Breaking The Waves is a straight drama. Set on a remote Scottish island, where an American there working on an oil right has fallen in love with a local, who is a member of the island’s ultra-religious church. They marry, when he is injured in an explosion on the rig, and their relationship takes some vintage LvT perverse turns on his way back to health.
The movie is as perverse and disturbing in some ways, and in the same ways, as many of LvT’s movies have been accurately criticized for. Several leading actresses, including Helena Bonham Carter who was apparently fine playing the lead in “Fight Club”, turned down the female lead because they were uncomfortable with the character’s sexual behavior. The actress who eventually got the role, Emily Watson, who went on to become a highly respected actress, was expelled from her college when the film came out for participating in what they considered depravity.
I’ve tried a few times to tell friends about the details this movie, but it’s hard to do justice to it, and relating the plot alone, without seeing it unfold yourself under LvT’s control, doesn’t capture it.
It is a sick, beautiful, touching, beautiful, disturbing, beautiful movie. It has a million tiny moments of directorial brilliance. It has an ending that still gives me chills down my spine when I think of it.
It’s worth pointing out that LvT’s magnum opus, according to some people (including me), is “Antichrist”, a truly horrible movie that completely divorces the idea of great filmmaking from any sort of entertainment value.
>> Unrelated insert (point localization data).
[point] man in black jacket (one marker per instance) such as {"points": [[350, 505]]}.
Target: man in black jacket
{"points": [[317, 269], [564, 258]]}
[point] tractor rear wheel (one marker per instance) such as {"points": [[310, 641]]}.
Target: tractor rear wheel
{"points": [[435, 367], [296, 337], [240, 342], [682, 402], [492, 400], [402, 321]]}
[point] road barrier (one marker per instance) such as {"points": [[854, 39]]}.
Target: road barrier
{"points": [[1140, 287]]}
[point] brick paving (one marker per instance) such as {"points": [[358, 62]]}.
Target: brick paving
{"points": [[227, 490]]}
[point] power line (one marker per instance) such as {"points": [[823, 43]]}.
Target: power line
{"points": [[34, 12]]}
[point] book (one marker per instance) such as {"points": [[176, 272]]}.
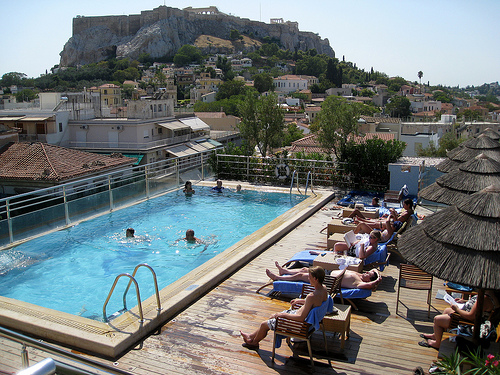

I can honestly say it’s a great film, certainly far and away the best movie I would never, ever suggest anybody watch. And it makes a certain amount of sense he eventually got to that from this.
He also made “The House That Jack Built“, which seemed like a deliberate attempt to quickly drive his critics out of the movie theater in disgust, before then rewarding everyone sick, foolish, or optimistic enough to stay. Again: LvT seems like kind of an asshole.
But despite some very strong and occasionally unpleasant moments, there’s more than enough beauty here to make “Breaking The Waves” an exceptionally great movie.
For what it’s worth, since it may sound like it’s difficult to praise unambiguously, it did win the Grand Prize at Cannes, “Best Actress” nominations for Emily Watson from BAFTA and the Oscars, and took Best Picture, Best Director, Best Actress, and Best Cinematographer from the National Society of Film Critics that year, as well as Best Director, Best Actress, and Best Cinematographer from the NY Film Critics Circle. It’s a really well-made movie.